Le triptyque média-politique-citoyen a toujours été considéré comme le triangle démocratique majeur pour assurer un juste équilibre des idées, des acteurs et de leur temps de parole. L’objectif étant de donner le pouvoir et l’information au peuple en garantissant l’harmonie des institutions et une place équitable à ses protagonistes et spectateurs.

 

Cet idéal philosophique souffre depuis plusieurs décennies de profonds bouleversements politiques et médiatiques. C’est ce qu’explique Pierre Rosanvallon dans La Contre-Démocratie (2006). L’érosion de la confiance des citoyens vis-à-vis de la sphère politique et médiatique a suscité une défiance inquiétante. Une frange significative de la population ne croit plus en une politique devenue carriériste et clientéliste, ni moins en des médias tenus par une logique d’audience qui sclérose l’information. Ces mêmes griefs sont assénés par le personnel politique à l’encontre des médias, lesquels se refusent à faire un examen critique de leur travail.

 

Cette cacophonie grandissante entre les acteurs principaux du système démocratique produit un phénomène dont l’ampleur est nouvelle : une désintermédiation médiatique du personnel politique. Nos représentants renâclent en effet de plus en plus à se soumettre au filtre journalistique qu’ils considèrent impertinent, caricatural voire illégitime.

 

 

De YouTube à Snapchat : les nouvelles plateformes d’expression

 

Femmes et hommes politiques aspirent dans leur relation avec les citoyens à la chaleur du contact, à la relation de proximité basée sur l’émotion. Ce besoin d’interaction pour persuader plutôt que convaincre dont nous avions déjà parlé sous le prisme de la post-vérité se manifeste directement par cette stratégie de désintermédiation médiatique. Certains politiques rechignent en effet à se rendre en plateau ou studio radio car le « retour sur émotion » est jugé faible et le danger du « bad buzz » important.

 

Il est beaucoup plus confortable d’évacuer la contradiction journalistique, d’autant plus dans une société de l’information et de la communication où les canaux d’expression sont légion. Quelques exemples : sur le terrain webradio et webtv, les précurseurs sont Jean-Luc Mélenchon et Marine Le Pen dont les premières vidéos YouTube face caméra remontent à début 2012. Nicolas Sarkozy avait, quant à lui, créé sa propre webradio « Fréquence France » à l’aune des primaires de droite. Le chef de la « France insoumise » a également lancé, début avril 2017, sa webradio éphémère, « Les Jours Heureux ». L’avantage de tous ces dispositifs est d’effacer le principe du contradictoire tout en mettant en avant la parole des citoyens. Cela semble plus démocratique, alors même que les questions sélectionnées sont triées sur le volet, parfois édulcorées, et toujours complaisantes.

 

Une autre stratégie réside dans le regard du locuteur à la télévision.

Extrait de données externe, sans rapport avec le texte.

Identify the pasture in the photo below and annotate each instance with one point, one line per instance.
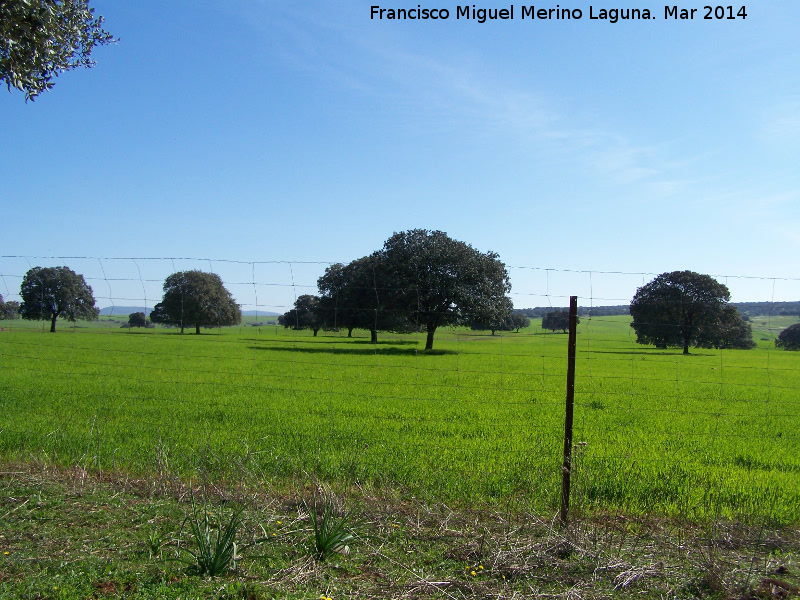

La mise en abîme de l’image dans l’écran crée une coupure sémiotique avec les spectateurs que certains hommes politiques tentent de combler. Ils adressent donc leur regard directement à la caméra pour établir une passerelle affective. C’est le cas de Nicolas Dupont-Aignan ou plus récemment d’Emmanuel Macron. Les deux ont prononcé des pans de discours avec les yeux fixés sur la caméra plutôt que sur le journaliste afin d’introduire un message personnel et intime.

 

Un autre exemple, plus récent, est celui de Snapchat lors du premier tour des présidentielles 2017. La majorité des candidats à l’instar de François Fillon, Benoit Hamon et Marine Le Pen ont accepté de répondre aux questions des utilisateurs du réseau social dans une mise en scène inédite dans le Vème République. En plus de répondre à des questions souvent complaisantes et absurdes, les candidats ont utilisé des filtres animés afin d’apparaître comme de « grands » habitués des codes numériques : suffisamment jeunes pour exhiber une couronne de fleurs virtuelle, suffisamment cools pour porter des lunettes de hipster. La désintermédiation journalistique ne permet donc pas seulement d’évacuer le contradictoire, mais aussi de sélectionner des dispositifs jouant sur le pathos plutôt que sur le logos, réduisant le débat démocratique à de la pure communication politique.

 

 

Une pression médiatique trop grande ?

 

Dans Penser la communication (1997), Dominique Wolton évoque déjà le déséquilibre du triangle de la communication média-politique-citoyen qui tournerait en défaveur du personnel politique. Etant donné que la France s’est mondialisée, sa souveraineté s’est réduite et sa marge de manœuvre affaiblie. Et à cette complexification du monde s’est ajoutée la naissance d’une très grande quantité de médias, sur une richesse de supports inédite. Produisant un feu critique constant. Ce brasier, nourri des sondages et des éditocrates, est parachevé par une opinion publique acerbe qui a planté ses racines dans les terres d’internet.

 

Cette mécanique médiatique crée une pression sur le personnel politique non négligeable qui mène ce dernier à prendre de la distance face à ces structures d’information traditionnelles. La fournaise médiatique participe de facto, à sa manière, à la déstabilisation et à la dévalorisation dont les représentants sont souvent les premiers responsables. Dominique Wolton propose alors un rééquilibrage du triptyque média-politique-citoyen qui passerait par trois critères : une moralisation des pratiques médiatiques, un usage parcimonieux des sondages et une « utopisation de la politique » afin de dessiner de grands horizons.

 

Pour ce qui est de la moralisation des médias d’information, le directeur du Monde, Jérôme Feneglio, s’est démarqué de ses homologues, juste avant le 1er tour du 23 avril 2017, en invitant ses journalistes à limiter leurs expressions publiques partisanes dans leurs articles ou sur les réseaux sociaux. Le tout afin d’éviter une subjectivité dommageable pour l’image et la crédibilité du média. Un premier pas vers une nouvelle éthique journalistique ?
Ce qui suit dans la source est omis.